Work Speech · On-Prem LLM · proprietary
Radiology Language Action Model
Real-time radiology dictation with a from-scratch German medical text corrector — dual-Whisper transcription, structured LLM reports, fully local inference.
122K
German medical terms · 52 contexts
~70%
false-positive reduction · semantic gate
real-time
dual-Whisper over WebSocket
Problem
Radiologists dictate; off-the-shelf ASR mangles medical German. A usable dictation system needs low-latency transcription, correction that understands clinical terminology, and structured report output — running locally, not in the cloud.
Architecture
An asyncio WebSocket server with four components: audio processor, medical corrector, report generator, and a voice-command processor.
- Dual Whisper: a
tinymodel for live preview,large-v2for final sentences, fed 16 kHz audio over binary WebSocket frames. - Medical corrector (122K terms, 52 contexts): SymSpell fuzzy matching over pre-computed deletion variants, Cologne phonetic codes for German sound-alikes, and a composite score weighting context frequency, global frequency, edit distance, phonetics, and co-occurrence — gated by a noun-only medical stem list.

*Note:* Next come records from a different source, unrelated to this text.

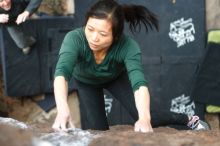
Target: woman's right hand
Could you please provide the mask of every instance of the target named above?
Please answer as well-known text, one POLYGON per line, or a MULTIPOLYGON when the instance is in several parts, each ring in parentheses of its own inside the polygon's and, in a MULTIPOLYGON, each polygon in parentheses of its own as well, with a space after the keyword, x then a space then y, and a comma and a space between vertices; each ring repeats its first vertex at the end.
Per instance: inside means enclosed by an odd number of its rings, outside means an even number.
POLYGON ((8 14, 0 14, 0 23, 8 23, 9 15, 8 14))
POLYGON ((67 128, 75 128, 68 107, 57 112, 52 128, 55 131, 67 131, 67 128))

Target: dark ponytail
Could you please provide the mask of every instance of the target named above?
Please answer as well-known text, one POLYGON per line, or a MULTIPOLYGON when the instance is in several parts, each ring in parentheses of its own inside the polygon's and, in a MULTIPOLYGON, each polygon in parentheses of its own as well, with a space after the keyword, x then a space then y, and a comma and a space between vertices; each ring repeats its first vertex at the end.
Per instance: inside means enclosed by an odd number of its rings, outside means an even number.
POLYGON ((159 24, 156 15, 141 5, 123 5, 125 20, 129 23, 132 32, 139 32, 141 22, 144 24, 146 32, 148 28, 156 28, 159 31, 159 24))
POLYGON ((124 29, 124 22, 128 22, 132 32, 140 31, 141 23, 144 24, 146 31, 155 27, 159 30, 158 20, 151 11, 141 5, 119 5, 115 0, 99 0, 86 14, 88 19, 108 19, 112 22, 113 39, 117 41, 124 29), (138 29, 137 29, 138 27, 138 29))

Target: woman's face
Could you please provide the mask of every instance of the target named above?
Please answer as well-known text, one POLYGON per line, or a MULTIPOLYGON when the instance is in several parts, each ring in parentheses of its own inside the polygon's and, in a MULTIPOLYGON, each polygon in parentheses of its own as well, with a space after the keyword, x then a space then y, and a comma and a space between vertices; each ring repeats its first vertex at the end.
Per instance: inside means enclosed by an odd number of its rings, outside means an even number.
POLYGON ((112 24, 106 19, 90 17, 85 27, 86 39, 92 51, 107 50, 112 42, 112 24))
POLYGON ((11 0, 0 0, 0 8, 9 10, 11 8, 11 0))

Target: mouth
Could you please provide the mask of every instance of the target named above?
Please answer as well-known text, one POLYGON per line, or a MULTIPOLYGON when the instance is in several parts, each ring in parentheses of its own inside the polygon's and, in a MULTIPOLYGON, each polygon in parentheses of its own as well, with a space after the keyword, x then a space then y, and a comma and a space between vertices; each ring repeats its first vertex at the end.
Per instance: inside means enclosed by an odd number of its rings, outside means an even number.
POLYGON ((89 43, 89 44, 90 44, 91 47, 94 47, 94 48, 97 48, 97 47, 98 47, 98 45, 95 45, 95 44, 93 44, 93 43, 89 43))

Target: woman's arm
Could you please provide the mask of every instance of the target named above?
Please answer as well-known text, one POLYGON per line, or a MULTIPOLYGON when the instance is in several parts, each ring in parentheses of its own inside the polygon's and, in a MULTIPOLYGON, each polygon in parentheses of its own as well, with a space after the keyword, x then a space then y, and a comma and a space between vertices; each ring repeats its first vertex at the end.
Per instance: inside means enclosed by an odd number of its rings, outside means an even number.
POLYGON ((135 123, 137 132, 153 132, 150 116, 150 94, 148 88, 141 86, 134 93, 139 119, 135 123))
POLYGON ((67 103, 68 83, 63 76, 57 76, 54 80, 54 95, 57 106, 57 116, 52 126, 53 129, 65 131, 67 127, 75 127, 72 123, 67 103))

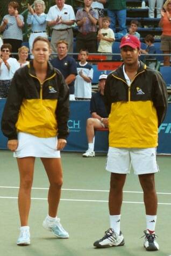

- Semantic validation: EmbeddingGemma 300M scores sentence- and word-level cosine similarity between original and corrected text; corrections only land above threshold, cutting false positives ~70%.
- Report generation: an LLM (via OpenRouter) structures the dictation into TECHNIQUE / FINDINGS / IMPRESSION / RECOMMENDATIONS, with 32 spoken punctuation and heading commands.
Results
Real-time German radiology dictation with domain-aware correction, packaged in CUDA and Apple-Silicon containers and deployed on the GPU server.
Impact
A dictation pipeline that actually speaks radiology — and never sends a patient’s voice or report off-site.